In 1982 he brought his cardigan-sweater persona back to television in "Newhart," a sitcom in which he played subdued do-it-yourself author Dick Loudon, who managed a Vermont country inn. The master of pan was again surrounded by offbeat characters, including his caretaker, George Utley, and three yokel brothers named Larry, Darryl and Darryl. The show's final episode, after an eight-year run, earned kudos as one of the greatest TV endings of all time: Newhart awakens in bed with Suzanne Pleshette (wife Emily from "The Bob Newhart Show") and tells her he just had a peculiar dream about running an inn in Vermont.

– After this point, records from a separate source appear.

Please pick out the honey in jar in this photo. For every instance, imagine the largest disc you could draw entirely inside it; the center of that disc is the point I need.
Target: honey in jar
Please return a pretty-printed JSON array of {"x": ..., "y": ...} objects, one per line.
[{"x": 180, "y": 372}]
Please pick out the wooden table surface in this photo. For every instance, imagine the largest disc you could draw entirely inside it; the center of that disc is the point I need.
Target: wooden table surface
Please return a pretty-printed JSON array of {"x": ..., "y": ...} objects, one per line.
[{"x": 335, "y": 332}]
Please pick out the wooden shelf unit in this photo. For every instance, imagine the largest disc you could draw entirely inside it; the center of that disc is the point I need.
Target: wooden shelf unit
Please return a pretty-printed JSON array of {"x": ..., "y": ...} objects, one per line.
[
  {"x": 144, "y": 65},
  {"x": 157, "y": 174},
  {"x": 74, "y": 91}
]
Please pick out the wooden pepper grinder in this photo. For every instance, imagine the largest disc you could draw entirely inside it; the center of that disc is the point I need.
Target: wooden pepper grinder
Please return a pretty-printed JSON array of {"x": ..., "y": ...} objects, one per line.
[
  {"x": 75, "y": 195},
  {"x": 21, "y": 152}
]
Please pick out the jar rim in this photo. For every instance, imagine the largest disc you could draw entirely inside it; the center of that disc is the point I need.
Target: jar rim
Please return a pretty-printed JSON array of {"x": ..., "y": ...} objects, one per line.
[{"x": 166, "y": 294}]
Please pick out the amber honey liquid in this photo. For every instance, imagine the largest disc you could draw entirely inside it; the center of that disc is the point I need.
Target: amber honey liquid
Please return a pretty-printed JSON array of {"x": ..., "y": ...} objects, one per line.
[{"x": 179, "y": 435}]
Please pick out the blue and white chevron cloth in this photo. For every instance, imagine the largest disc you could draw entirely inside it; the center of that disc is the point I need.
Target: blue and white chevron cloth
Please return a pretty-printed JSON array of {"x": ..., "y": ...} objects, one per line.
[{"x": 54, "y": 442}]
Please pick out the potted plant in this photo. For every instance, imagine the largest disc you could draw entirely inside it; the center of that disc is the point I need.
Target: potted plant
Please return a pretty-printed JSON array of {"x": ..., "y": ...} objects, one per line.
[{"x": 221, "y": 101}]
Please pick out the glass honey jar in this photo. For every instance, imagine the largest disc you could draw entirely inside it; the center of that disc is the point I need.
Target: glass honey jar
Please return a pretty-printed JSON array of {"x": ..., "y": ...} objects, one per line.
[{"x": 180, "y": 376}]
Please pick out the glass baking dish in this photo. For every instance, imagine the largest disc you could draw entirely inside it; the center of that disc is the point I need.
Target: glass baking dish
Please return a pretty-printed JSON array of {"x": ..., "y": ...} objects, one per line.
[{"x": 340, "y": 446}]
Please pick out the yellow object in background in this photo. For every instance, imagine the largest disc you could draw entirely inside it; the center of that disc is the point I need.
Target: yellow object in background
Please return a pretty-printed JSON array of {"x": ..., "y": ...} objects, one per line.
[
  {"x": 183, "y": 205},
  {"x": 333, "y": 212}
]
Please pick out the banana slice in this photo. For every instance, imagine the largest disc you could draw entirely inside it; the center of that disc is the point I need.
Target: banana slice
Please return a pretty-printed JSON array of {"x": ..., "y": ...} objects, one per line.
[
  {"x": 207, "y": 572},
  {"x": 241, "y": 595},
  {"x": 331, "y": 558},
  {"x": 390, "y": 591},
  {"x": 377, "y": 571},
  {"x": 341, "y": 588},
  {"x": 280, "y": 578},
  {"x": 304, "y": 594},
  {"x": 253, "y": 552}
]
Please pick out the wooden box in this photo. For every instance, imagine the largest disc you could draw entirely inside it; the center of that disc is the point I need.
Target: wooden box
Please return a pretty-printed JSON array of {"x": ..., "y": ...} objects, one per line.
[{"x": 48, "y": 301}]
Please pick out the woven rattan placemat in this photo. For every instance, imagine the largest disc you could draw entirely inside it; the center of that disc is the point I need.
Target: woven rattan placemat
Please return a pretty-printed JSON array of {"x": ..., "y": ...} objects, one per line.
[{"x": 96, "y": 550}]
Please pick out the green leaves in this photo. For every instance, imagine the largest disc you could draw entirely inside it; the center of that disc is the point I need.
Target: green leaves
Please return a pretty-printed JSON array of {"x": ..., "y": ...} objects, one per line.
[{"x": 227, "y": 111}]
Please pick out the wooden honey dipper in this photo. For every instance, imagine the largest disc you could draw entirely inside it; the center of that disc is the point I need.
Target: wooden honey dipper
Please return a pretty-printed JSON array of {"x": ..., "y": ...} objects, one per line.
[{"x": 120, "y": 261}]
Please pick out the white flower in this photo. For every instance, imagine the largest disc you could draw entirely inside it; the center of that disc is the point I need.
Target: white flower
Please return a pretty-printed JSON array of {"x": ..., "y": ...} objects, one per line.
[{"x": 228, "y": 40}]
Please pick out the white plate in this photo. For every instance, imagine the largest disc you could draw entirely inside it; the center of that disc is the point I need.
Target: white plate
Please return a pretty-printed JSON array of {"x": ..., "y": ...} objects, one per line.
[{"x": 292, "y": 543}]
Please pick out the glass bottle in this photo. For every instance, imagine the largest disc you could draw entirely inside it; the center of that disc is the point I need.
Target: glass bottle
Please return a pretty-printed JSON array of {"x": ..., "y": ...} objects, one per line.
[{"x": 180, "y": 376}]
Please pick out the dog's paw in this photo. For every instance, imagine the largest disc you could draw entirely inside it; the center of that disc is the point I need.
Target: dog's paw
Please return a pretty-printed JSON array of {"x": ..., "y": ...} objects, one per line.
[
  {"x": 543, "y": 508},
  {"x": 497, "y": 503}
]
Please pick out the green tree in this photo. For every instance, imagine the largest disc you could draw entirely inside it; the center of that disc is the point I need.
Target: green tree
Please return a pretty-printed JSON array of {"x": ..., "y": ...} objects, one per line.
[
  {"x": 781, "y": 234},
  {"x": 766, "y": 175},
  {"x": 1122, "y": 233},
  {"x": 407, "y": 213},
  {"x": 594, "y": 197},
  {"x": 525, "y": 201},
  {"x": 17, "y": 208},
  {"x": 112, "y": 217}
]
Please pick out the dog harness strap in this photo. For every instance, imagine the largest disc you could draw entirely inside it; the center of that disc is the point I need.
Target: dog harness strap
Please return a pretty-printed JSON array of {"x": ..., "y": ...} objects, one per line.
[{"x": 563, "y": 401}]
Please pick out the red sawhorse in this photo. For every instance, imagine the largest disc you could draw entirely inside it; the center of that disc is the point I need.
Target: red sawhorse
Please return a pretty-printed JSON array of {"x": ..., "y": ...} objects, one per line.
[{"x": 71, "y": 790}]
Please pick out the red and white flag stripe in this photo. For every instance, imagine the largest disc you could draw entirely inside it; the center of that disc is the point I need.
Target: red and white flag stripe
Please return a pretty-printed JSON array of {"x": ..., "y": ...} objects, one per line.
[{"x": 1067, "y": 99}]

It was classic Newhart. "I always thought of my humor as subversive. It doesn't appear to be doing what it is doing, but it does," says Newhart, who came out of the Chicago school of comedians that included Mike Nichols and Elaine May, Shelley Berman and Lenny Bruce.
In Newhart's phone routine, the audience hears only his end of the conversation. In one of his standard Abe Lincoln bits, for instance, he is Lincoln's public-relations man. "Abe's wearing a cardigan, and I'm saying, 'No, no, the focus groups love the shawl and stovepipe hats,' " he says. "It's a very effective device because it involves the audience. The audience is supplying the other end of the conversation. What I am saying is not funny, it's what is not said that is funny."
In the '90s, Newhart had two short-lived sitcoms, "Bob" and "George and Leo." And in 1998, his album "Bob Newhart's Button Down Concert" earned his most recent Grammy nomination. Since then, he has fit a full concert schedule around tee-off times.
And now the award. Mark Krantz, co-producer of the Kennedy Center's American Humor series of comedy-related events, says Newhart is a perfect choice: "The honorees have had careers in film, onstage, in the written word, they make great albums." Previous winners, chosen by the Kennedy Center board, are Richard Pryor, Jonathan Winters, Carl Reiner and Whoopi Goldberg.
Newhart says he has recently reread Mark Twain and is humbled by the durability of his wit and wisdom. "I'm still in shock that I won," he says. Then he laughs at the possibility that, as the award is presented, he'll awaken next to Suzanne Pleshette.
"Honey, I just had a dream you wouldn't believe. I just dreamed I won the Mark Twain Award!" he says, then carries on the other end of the conversation.
"Okay, that's it. No more Chinese food for you before bedtime."